One of those things from Facebook. I believe it's a speed control from an old record turntable. The numbers are for the record's revolutions per minute. I remember there being a 33,45 and 78(?)rpm. For the life of me I don't recall ever seeing a 16. I don't remember ever playing a 78, although I might have seen one or two.

7 Comments:

At 10:21 AM, Blogger Unknown said...

When I was 13 I helped a friend of my dad run a personal trash route in K.C.MO for some elderly people,I us to get 78 speed records from one of the custermers trash some are worth a lot of money.

 
At 10:59 AM, Blogger charlie said...

The umbers indicate the revolutions per minute of the record. They were actually 45 1/2, 33 1/3. The 16 RPM records were for voice only as the fidelity was so poor for music.

 
At 11:01 AM, Blogger charlie said...

Numbers not umbers. I hate tablet keyboards!

 
At 12:31 PM, Blogger Fred Mangels said...

" The 16 RPM records were for voice only as the fidelity was so poor for music."

Thanks. That might be why I don't remember ever seeing them.

Just checked the old turntable/radio I have out in the garage. It only has 33 and 45rpm for choices. Neat machine, though. Plays records, 8 track tapes, cassettes and AM/FM radio. You can record anything to cassettes on that thing, which I pretty much did years ago.

Bought it at Sears decades ago. About the only thing that might not still work is the turntable. Tried to play a record on it some months ago and couldn't figure out how to get it turning.

 
At 1:15 PM, Blogger Julie Timmons said...

I still have a turntable and a bunch of 33's.
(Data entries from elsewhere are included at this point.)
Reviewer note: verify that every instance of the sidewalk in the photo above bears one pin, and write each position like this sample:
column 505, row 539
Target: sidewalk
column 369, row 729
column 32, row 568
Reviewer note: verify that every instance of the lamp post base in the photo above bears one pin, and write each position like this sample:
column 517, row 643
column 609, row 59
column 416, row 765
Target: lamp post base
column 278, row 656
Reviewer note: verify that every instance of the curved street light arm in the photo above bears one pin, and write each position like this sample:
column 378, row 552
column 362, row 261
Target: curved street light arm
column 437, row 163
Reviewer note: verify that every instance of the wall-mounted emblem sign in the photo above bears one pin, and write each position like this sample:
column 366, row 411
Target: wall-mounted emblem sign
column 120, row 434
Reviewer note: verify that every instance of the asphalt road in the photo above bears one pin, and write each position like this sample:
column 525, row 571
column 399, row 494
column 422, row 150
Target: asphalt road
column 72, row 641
Play them once a year when I want a Nat 'King' Cole fix.

 
At 2:34 PM, Anonymous Anonymous said...

78's were older - pre-1950's - vinyl. I had a lot of them with kids songs and cowboy songs on them. My first introduction into recorded music. Parents had many with operas or classical music on them and they usually came in albums. You needed a lot of them, both sides, to play an opera.

 
At 9:29 PM, Anonymous Ross Rowley said...

The 16 RPM records were, as stated correctly, used for voice only. My mother had transcription recordings from the medical world from the 1950's. Also recordings of newspaper articles would be read onto 16 RPM records for the blind. They were turning slower so they could get more time on a recording. While a 33-1/3 record had roughly 22 minutes per side, a 16 RPM record could get twice as much time.